Years ago, I litigated a case in federal court in Massachusetts brought by three bank tellers who alleged emotional distress resulting from a bank robbery. The tellers sued my client, a prominent security provider, claiming that it failed to design the electronic alarm system properly.
Specifically, they claimed that one of two exterior doors of the bank should have been alarmed 24 hours a day; instead, that door, although locked from the outside, was set to disarm when the main door was disarmed during banking hours. While the other exterior door was clearly the customer entrance, the second door in question – used only by employees – was not.
On the morning of the bank robbery, the bank robber waited for the bank manager to disarm the alarm system at the main door, and then used a crowbar to pry open the second exterior door. The robber seemed to know – perhaps from an insider – that the side door and main door disarmed in tandem.
Upon entering the bank from the side door, the robbery took less than 10 minutes, and roughly $100,000 was stolen. The tellers suffered no physical injuries, and no panic alarms were triggered.
At Issue: The Bank Protection Act of 1968
One of the key elements of this case was who decided that the side door should not be alarmed at all times. Whether to alarm the door was the bank’s decision; however, the bank predictably disavowed any responsibility and blamed the security company.
While this is common when an incident occurs, the bank’s refusal to accept any responsibility was especially unjustifiable in these circumstances because, as a matter of federal law, the bank had its own security obligations.
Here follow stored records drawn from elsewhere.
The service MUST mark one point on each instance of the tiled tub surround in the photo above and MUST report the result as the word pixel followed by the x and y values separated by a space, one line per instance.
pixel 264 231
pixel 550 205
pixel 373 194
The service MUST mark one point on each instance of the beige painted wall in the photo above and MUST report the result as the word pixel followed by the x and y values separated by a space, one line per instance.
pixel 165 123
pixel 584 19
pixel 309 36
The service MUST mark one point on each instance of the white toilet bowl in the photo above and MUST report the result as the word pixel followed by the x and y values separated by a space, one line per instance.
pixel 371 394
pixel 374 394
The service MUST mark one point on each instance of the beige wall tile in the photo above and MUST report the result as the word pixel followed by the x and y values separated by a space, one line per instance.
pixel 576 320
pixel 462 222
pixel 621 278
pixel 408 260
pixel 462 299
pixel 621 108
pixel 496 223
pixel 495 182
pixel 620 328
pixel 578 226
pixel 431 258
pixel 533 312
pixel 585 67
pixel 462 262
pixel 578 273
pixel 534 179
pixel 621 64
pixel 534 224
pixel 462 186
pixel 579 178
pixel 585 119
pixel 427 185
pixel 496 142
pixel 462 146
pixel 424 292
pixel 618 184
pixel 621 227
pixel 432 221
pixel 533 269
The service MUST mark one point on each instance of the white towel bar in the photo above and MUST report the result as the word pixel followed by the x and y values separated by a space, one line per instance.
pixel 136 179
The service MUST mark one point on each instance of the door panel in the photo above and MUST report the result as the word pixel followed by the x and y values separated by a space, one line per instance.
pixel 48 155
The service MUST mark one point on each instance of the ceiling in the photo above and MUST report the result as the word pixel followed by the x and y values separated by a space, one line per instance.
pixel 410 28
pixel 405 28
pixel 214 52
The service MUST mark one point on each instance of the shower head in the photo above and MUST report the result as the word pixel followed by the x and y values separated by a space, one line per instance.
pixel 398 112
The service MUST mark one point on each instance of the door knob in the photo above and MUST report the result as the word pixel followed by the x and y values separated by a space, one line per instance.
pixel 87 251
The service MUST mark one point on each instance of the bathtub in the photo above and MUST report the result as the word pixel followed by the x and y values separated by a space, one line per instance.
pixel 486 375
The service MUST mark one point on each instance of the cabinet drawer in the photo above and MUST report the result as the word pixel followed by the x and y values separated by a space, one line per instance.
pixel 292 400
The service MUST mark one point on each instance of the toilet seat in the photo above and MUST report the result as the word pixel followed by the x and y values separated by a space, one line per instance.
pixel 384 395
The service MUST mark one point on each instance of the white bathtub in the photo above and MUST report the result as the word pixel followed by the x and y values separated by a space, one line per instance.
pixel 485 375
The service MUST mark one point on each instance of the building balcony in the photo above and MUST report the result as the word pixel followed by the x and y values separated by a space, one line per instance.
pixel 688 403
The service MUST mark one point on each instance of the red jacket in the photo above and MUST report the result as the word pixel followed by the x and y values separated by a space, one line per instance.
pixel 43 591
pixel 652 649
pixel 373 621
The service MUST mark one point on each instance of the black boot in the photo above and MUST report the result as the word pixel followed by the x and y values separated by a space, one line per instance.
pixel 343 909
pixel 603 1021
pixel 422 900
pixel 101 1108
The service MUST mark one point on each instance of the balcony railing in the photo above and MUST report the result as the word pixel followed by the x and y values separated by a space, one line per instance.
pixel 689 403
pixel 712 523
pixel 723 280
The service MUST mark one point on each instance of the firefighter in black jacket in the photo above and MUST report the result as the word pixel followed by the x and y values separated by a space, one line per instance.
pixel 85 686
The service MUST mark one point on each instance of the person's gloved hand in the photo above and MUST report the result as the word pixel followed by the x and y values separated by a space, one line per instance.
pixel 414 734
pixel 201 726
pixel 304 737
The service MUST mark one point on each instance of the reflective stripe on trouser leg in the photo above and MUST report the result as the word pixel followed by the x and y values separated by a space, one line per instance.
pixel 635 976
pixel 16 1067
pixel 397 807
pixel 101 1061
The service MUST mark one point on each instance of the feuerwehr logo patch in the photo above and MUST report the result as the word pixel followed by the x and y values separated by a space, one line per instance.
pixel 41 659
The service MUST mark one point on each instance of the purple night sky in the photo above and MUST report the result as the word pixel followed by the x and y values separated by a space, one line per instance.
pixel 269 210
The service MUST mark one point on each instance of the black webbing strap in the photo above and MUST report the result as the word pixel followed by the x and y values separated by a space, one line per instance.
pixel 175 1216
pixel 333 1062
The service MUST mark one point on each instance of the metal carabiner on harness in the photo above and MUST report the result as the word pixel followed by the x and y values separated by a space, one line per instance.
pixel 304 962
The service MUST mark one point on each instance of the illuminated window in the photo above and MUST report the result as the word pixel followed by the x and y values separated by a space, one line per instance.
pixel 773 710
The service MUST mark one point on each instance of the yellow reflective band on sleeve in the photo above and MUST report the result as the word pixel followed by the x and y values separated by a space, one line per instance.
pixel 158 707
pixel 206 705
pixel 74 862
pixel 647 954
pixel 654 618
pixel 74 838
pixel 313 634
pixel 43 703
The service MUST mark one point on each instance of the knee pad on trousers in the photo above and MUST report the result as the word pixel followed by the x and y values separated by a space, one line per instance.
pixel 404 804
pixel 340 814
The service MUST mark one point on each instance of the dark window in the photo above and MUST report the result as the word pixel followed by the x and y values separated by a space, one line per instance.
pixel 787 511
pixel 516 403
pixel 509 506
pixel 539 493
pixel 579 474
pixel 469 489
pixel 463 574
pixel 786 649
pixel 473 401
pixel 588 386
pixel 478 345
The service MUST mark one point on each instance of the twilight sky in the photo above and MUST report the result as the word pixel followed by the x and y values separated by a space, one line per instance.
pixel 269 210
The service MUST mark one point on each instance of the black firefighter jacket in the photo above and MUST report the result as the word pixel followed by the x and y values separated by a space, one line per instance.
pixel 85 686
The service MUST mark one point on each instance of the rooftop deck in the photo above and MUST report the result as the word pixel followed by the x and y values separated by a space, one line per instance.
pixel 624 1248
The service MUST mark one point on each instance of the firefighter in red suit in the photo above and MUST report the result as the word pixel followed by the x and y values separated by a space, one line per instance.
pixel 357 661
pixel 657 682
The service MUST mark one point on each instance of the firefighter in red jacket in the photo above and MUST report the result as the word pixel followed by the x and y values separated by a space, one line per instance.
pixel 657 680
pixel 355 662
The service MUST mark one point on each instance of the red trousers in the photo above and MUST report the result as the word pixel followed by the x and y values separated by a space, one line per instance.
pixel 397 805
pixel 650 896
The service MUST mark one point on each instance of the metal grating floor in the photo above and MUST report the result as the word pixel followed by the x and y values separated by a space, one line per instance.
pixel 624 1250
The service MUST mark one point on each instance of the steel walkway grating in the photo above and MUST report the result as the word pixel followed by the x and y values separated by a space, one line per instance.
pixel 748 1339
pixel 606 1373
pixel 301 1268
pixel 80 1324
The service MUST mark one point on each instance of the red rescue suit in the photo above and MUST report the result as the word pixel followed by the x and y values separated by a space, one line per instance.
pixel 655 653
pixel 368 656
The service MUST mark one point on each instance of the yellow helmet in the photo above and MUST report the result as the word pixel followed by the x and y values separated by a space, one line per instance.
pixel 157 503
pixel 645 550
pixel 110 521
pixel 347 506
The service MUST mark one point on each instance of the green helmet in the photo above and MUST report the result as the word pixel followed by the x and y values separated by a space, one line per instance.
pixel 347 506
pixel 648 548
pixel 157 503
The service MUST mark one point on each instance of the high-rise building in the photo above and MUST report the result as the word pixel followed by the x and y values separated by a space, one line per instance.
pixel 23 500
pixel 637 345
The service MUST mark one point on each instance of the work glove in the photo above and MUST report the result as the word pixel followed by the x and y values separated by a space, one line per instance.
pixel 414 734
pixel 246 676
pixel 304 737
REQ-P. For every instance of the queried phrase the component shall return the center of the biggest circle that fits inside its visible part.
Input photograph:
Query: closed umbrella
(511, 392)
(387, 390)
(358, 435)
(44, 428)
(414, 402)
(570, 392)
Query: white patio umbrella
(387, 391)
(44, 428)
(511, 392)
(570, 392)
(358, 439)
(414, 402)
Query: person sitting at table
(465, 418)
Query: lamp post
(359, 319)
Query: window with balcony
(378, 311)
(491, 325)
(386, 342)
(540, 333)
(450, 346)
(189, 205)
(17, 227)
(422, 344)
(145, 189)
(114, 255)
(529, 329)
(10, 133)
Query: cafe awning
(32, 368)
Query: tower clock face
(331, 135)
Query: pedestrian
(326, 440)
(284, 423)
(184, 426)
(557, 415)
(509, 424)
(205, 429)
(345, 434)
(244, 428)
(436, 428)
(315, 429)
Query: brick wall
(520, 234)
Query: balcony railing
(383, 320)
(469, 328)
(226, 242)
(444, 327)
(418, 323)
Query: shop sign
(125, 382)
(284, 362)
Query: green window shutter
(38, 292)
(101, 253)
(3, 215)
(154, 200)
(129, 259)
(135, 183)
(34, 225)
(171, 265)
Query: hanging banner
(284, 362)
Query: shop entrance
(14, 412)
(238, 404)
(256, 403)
Specifically, the Bank Protection Act of 1968 mandates that insured banks adopt security procedures to discourage robberies, and to assist in identifying and apprehending perpetrators. The Act designates four Federal supervisory agencies – the Comptroller of the Currency; the Board of Governors of the Federal Reserve System; the Federal Deposit Insurance Corporation; and the Director of the Office of Thrift Supervision – to promulgate minimum security standards for banks they regulate.
The Act was originally passed in response to an increase in bank robberies in the United States – a time when in-person banking was much more common. While banking and security technology have changed dramatically since 1968, the central point of the Act remains: The bank’s security officer is primarily responsible for developing and implementing a security plan.
Critical to the law are the bank’s obligations to create a written security plan, designate a security officer, establish opening and closing procedures, provide training for officers and employees, and present annual reports to the board on the effectiveness of the security program. Banks also must use some method of identifying robbery or burglary suspects, have devices to protect cash (such as a vault), have lighting for the vault, have tamper-resistant locks on doors and windows, and have an alarm system and other devices deemed necessary by the security officer.
This would include something as simple as assessing whether one of two exterior doors in a standalone bank is to be used or not used and alarmed or not alarmed.
The Verdict and What it Teaches Us
Our subpoena to the bank revealed that the security officer and the three tellers who sued us failed to address basic security. For example, there was no record of the security officer ever inspecting the door or testing the alarm system.
While there were records of the tellers inspecting the door, they admitted the inspection was cursory and did not include testing the alarm. In other words, they never opened the door to see if it was alarmed; instead, the tellers claimed they simply thought the door was always armed. One even claimed (falsely) that there was a sign on the door stating it would alarm if opened. The crime scene photos – taken within minutes of the robbery – showed no such sign.
The tellers also claimed that the door was not used (which could be true); however, it was immediately available for use and could have been logically used – at least as an exit for bank employees to the adjoining parking lot. Thus, a design that included a 24-hour alarm on that door would have heightened the risk of false alarms.
While this case taught us a lot about The Bank Protection Act of 1968 and the independent obligations of banks for their own security, the broader lesson is that security providers often have customers who have their own statutory or common law obligations to secure their own buildings.
The best practice is to meld these obligations to get the most protection possible from the security provider and the customer. That said, when an incident occurs and blame is alleged in many directions, as was the case here, litigants in the security industry should call on the customer to justify its own action or inaction.
A security company cannot prevent a robbery that already occurred, but they can learn from it and demand that banks and other businesses do their part to address their own security – whether in a federal statute or not.